Sit-down restaurants have been allowed to open, inside and out, for a few weeks, with no spikes reported here yet, but I hear reports of bad behavior. Our simplest way to not be disappointed by a reversal of course is to not go out to those places in the first place. We're at the beginning of a heat wave that is projected to last through almost all of next week, we have things to do here, and we have each other.

----

We also have our country to celebrate:




Our lawn sign has not come in yet, but we picked up the flag on the Home Despot run the other day and it now flies proudly. Dammit, WE’RE taking America back, and its flag, from its 3½ years of being held hostage.

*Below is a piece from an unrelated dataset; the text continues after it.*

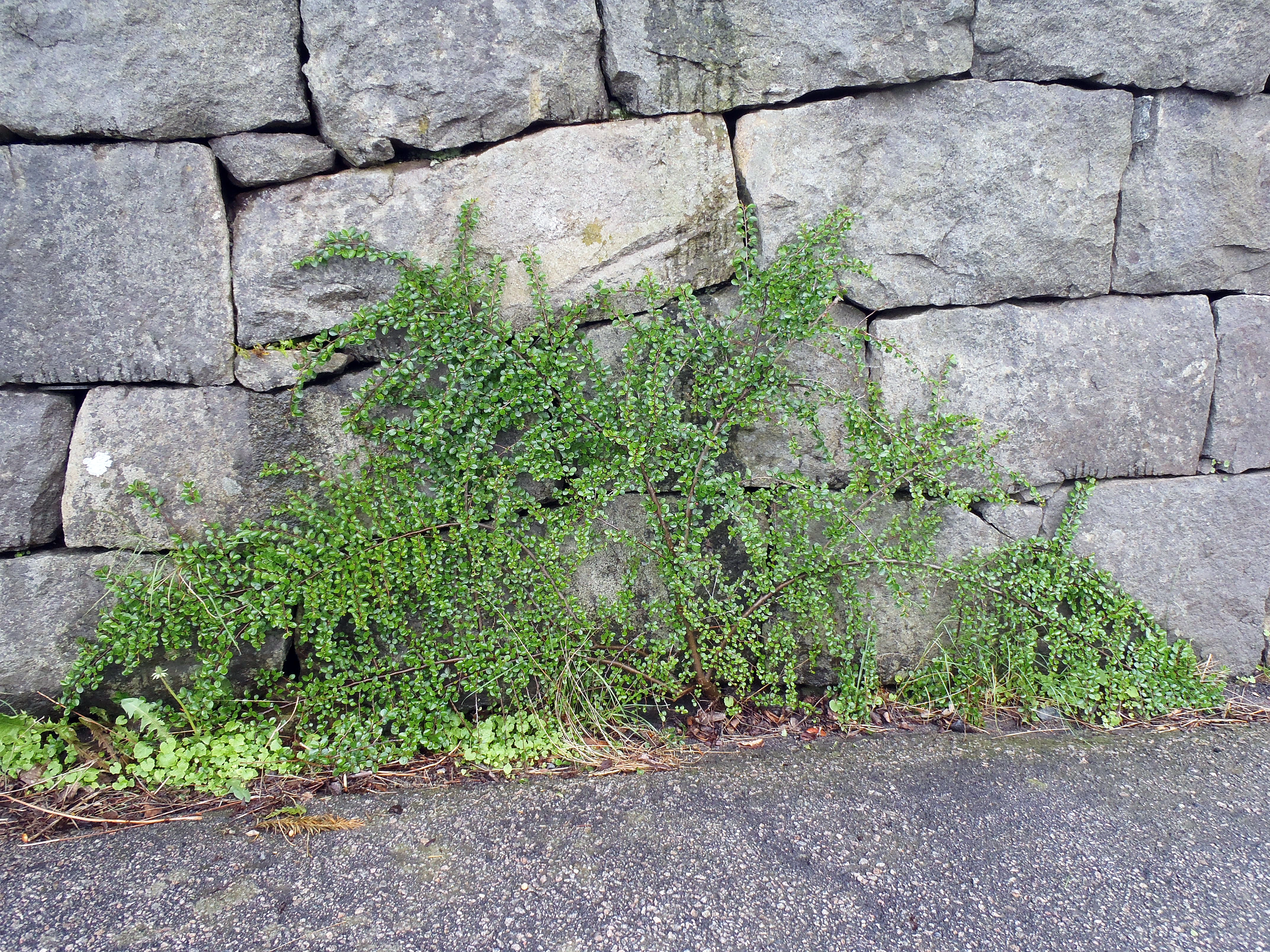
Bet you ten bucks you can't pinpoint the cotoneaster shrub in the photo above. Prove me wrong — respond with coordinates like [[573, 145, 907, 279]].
[[10, 203, 1219, 772]]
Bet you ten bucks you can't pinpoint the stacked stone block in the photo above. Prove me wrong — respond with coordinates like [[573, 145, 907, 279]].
[[0, 0, 1270, 706]]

Speaking of "America Back," here's a link to a Claymation Celebration of what our country really IS all about:
 



Uh oh. She uses that bad word in there, too, with a Mariachi band completely understanding what SHE means.

 

Date: 2020-07-04 05:28 am (UTC)
warriorsavant: Meh (Meh)
From: [personal profile] warriorsavant
You comment on the local branch of the parties have their acts together or not goes far to explain Repubs grip on power despite numerical inferiority. They have their acts together (as a political machine), the Dems don't. Too many Dems (and "progressives") still view an election as a college sophomore, solve-all-of-lifes-problems-at-3AM-in-a-bar, with that depth of political insight. Also, years ago, Repubs took the idea that "all politics is local" to heart, and set about systematically capturing local offices. (I'm ignoring more underhanded parts of that, like voter suppression and jerrymandering; I'm looking at the legitimate organizational part. Controlling the local leads to control of the state leads to control of the federal. I recall from back in my reform-politics-volunteer-to-stuff-envelopes days that "progressives" just didn't want to hear about, or deal with, local issues, it was "beneath" them.